In his Boeuf écorché, Bernard Buffet pays a direct tribute to Rembrandt. The theme of the skinned carcass was already present in Bernard Buffet's work. A few years earlier the young painter had reinterpreted Rembrandt's mythical subject in Le Garçon boucher (1949, Surugadaira, Musée Bernard Buffet), Etal de boucherie (1949) and le Bœuf écorché (1950, Musée d'Art Moderne de la Ville de Paris).

This painting is however the first time that Bernard Buffet was to quote so directly the Dutch painter's masterpiece, both in its framing and its use of palette. As in the Louvre painting, the beef carcass emerges from the canvas alone, its majesty further increased by the monumental format. The grey and blue tones, so characteristic of Bernard Buffet's post-war painting, give way here to brown and red colors, more directly evocative of the animal's skinned flesh and source of inspiration for the painter.

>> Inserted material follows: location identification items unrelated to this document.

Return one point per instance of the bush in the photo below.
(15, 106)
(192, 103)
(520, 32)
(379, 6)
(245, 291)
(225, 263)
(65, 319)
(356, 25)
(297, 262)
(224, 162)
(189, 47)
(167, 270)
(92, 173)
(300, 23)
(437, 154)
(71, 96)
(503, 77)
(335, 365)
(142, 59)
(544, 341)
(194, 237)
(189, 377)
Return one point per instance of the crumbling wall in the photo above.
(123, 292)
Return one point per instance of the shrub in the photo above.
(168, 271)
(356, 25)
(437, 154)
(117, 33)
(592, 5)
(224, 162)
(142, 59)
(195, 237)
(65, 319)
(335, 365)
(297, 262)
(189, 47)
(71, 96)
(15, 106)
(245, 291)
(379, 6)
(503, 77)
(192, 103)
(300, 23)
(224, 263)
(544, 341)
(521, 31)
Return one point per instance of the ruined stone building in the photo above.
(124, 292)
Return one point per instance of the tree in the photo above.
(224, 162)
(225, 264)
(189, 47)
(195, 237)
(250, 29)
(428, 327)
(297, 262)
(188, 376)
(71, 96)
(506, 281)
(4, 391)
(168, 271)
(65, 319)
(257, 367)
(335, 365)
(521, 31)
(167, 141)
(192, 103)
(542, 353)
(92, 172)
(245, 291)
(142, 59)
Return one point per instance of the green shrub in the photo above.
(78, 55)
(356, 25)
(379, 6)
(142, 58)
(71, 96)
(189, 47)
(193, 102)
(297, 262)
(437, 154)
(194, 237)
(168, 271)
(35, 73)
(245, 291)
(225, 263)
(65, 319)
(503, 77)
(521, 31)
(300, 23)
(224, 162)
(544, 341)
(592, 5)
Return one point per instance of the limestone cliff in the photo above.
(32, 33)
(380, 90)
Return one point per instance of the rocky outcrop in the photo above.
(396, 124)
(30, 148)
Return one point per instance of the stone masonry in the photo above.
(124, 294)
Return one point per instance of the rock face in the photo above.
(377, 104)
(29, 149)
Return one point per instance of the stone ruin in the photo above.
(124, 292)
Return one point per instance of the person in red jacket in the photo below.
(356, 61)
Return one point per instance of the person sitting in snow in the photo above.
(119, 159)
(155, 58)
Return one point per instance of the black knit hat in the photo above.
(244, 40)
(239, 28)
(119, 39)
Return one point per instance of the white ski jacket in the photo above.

in doing so, Bernard Buffet fits into a long tradition of painters who have reinterpreted Rembrandt's emblematic work over the 20th century, from Chaim Soutine, for whom it was a preferred  subject and who Bernard Buffet greatly admired, to Marc Chagall who painted Le Boeuf écorché in 1947 (Paris, Musée National d'Art Moderne, Centre Georges Pompidou). In 1954, the same year as Bernard Buffet's painting, Francis Bacon produced his famous Figure with meat (Art Institute of Chicago), having already interpreted the skinned carcass in various compositions since 1946.

In the same manner he painted his Ecorchés in 1964, Bernard Buffet adopts a huge size here, depriving the figure of any attributes, he explores colour and matter through thick layers of paint, endowing the work with a carnal aspect. As Maurice Sérullaz emphasized in 1954, the very year the work was produced, "whatever is said or thought about Bernard Buffet and his choice of subject, it is no less true that his art is that of a master. [...] We thus penetrate into the veritable universe recreated by Bernard Buffet, and disregarding the apparent ugliness, we capture the universal beauty, as we capture the beauty of Rembrandt's skinned carcass, Gericault's corpses and madmen, certain portraits by Goya or Degas's Viol. Bernard Buffet's works are harmonious in composition and colour. A rhythm which connects him to the great medieval or classic masters bestows grandeur, I would even say a nobility of style."